The SSH protocol is a cornerstone of secure network communications, offering robust encryption, authentication, and data integrity. Its versatility and security make it indispensable for remote server management, secure file transfers, and more. By understanding how SSH works and leveraging its features, you can ensure that your remote communications are both efficient and secure.


What is SSH Protocol? & How works? ​(F.A.Q)

What is the difference between SSH and SSL/TLS?

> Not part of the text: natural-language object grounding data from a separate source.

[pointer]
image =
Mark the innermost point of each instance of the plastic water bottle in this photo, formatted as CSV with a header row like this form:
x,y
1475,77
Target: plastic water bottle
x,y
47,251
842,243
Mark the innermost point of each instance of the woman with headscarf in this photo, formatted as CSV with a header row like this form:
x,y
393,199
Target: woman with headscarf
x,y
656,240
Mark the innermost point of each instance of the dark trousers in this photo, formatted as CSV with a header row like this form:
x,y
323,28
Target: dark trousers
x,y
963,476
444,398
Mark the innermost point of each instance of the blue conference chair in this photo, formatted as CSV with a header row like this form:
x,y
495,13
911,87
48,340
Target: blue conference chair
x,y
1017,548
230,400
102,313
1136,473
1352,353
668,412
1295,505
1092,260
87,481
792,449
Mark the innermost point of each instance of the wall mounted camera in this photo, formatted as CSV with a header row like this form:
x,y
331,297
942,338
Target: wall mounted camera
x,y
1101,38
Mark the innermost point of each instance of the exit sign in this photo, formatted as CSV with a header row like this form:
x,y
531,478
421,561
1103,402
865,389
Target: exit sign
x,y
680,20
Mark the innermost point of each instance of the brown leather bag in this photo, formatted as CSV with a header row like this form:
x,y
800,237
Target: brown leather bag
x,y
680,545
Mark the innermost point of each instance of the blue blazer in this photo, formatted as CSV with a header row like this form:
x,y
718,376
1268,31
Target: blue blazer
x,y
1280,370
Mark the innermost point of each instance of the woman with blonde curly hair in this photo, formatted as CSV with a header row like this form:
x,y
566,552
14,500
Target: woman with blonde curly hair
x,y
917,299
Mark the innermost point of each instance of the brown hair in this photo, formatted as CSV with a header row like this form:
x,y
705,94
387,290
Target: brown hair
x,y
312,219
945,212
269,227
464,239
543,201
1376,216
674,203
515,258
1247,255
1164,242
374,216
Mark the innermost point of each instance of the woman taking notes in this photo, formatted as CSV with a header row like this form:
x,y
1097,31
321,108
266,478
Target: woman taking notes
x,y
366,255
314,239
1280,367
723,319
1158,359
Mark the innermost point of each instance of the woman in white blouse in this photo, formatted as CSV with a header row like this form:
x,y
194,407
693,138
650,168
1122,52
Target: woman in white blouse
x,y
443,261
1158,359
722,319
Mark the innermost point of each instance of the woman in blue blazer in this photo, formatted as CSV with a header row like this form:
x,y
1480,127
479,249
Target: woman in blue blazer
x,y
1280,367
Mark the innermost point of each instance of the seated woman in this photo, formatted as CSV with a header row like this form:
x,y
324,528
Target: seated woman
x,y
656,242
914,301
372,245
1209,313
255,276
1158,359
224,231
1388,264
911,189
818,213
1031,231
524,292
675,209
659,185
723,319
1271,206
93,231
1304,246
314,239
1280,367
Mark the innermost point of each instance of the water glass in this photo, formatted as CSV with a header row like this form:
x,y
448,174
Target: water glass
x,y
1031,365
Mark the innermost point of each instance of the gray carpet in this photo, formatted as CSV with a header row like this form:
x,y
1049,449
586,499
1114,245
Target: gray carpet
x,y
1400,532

SSH (Secure Shell) and SSL/TLS (Secure Sockets Layer / Transport Layer Security) are both cryptographic protocols designed to secure communications over a network. However, they serve different purposes and operate in different contexts:

  • SSH: Primarily used for secure remote login, command execution, and file transfer between a client and a server. It provides a secure channel for managing remote servers and devices.
  • SSL/TLS: Used to secure data transmission over the web. It is commonly used in HTTPS to secure web traffic, ensuring that data exchanged between a web browser and a server is encrypted and authenticated.

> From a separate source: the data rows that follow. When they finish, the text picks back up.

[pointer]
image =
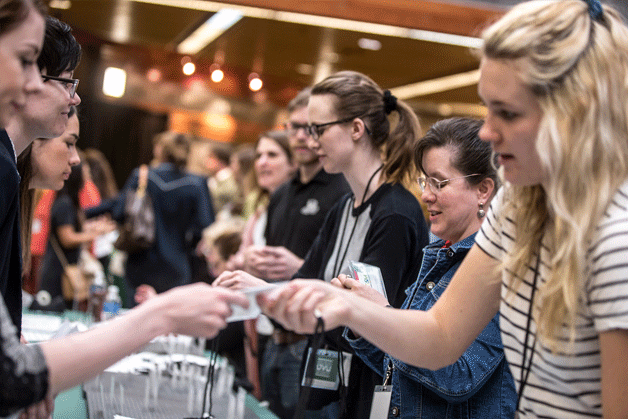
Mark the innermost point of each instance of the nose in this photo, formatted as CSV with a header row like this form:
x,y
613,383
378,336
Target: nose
x,y
487,132
76,100
74,157
427,195
312,143
33,82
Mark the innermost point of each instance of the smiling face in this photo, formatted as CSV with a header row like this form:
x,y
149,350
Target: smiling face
x,y
512,122
334,146
19,49
453,208
53,159
272,165
46,112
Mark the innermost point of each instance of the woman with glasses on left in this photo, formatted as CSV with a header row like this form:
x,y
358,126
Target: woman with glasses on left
x,y
30,373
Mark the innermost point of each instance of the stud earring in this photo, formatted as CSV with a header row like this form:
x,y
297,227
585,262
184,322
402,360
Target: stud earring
x,y
481,212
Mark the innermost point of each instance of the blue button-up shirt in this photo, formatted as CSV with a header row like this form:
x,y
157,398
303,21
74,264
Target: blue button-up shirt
x,y
477,385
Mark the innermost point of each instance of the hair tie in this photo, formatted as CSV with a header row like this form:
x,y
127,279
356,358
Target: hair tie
x,y
390,102
595,9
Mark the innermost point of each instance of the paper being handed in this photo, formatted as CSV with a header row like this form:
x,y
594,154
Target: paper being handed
x,y
240,313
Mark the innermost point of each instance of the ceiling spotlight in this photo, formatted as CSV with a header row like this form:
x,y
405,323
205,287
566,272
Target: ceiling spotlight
x,y
189,69
114,82
370,44
216,74
153,75
255,83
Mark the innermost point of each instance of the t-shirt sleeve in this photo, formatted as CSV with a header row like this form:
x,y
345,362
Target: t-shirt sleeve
x,y
489,238
23,370
607,284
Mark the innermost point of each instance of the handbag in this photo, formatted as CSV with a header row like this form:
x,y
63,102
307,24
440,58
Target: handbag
x,y
138,230
76,278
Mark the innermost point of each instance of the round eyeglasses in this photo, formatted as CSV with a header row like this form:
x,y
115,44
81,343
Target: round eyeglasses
x,y
70,84
436,185
316,130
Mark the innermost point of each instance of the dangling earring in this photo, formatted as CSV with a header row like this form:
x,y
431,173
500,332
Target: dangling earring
x,y
481,212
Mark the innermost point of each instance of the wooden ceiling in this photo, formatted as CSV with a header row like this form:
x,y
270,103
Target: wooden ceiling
x,y
139,35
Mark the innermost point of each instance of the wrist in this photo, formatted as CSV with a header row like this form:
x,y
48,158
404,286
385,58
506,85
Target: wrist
x,y
157,316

How do I set up SSH key-based authentication?

Setting up SSH key-based authentication involves generating a pair of cryptographic keys (private and public) and configuring the server to recognize your public key. Here’s a simplified step-by-step guide:

  1. Generate Key Pair: Use the ssh-keygen command on your client machine to generate a new key pair:
    ssh-keygen -t rsa -b 4096 -C "your_email@example.com"

    This creates a private key (e.g., id_rsa) and a public key (e.g., id_rsa.pub).

  2. Copy Public Key to Server: Use the ssh-copy-id command to copy your public key to the server:
    ssh-copy-id user@remote_server

    Alternatively, you can manually append the contents of id_rsa.pub to the ~/.ssh/authorized_keys file on the server.

  3. Connect Using SSH: Now, you can connect to the server without a password:
    ssh user@remote_server

What are the security best practices for using SSH?

To ensure the security of your SSH connections, follow these best practices:

  • Use Strong Encryption Algorithms: Ensure that your SSH server is configured to use strong encryption algorithms and key exchange methods.
  • Disable Root Login: Prevent direct root access by setting PermitRootLogin no in the SSH server configuration file (/etc/ssh/sshd_config).
  • Implement Key-Based Authentication: Use SSH key-based authentication instead of password-based authentication to enhance security.
  • Use SSH Agent Forwarding Carefully: Only use SSH agent forwarding when necessary, and be aware of the potential security risks.
  • Regularly Update SSH Software: Keep your SSH client and server software up to date to protect against known vulnerabilities.

How can I troubleshoot SSH connection issues?

Troubleshooting SSH connection issues can involve several steps:

  • Check Network Connectivity: Ensure that your client machine can reach the server by pinging it or using other network diagnostic tools.
  • Verify SSH Service: Make sure the SSH service is running on the server:
    sudo systemctl status sshd
  • Examine SSH Configuration: Check the server’s SSH configuration file (/etc/ssh/sshd_config) for any misconfigurations.
  • Check Firewall Settings: Ensure that the firewall on the server allows incoming SSH connections (typically on port 22).
  • Review Logs: Examine the SSH logs on both the client and server for error messages. On the server, check /var/log/auth.log (or /var/log/secure on some distributions) for relevant entries.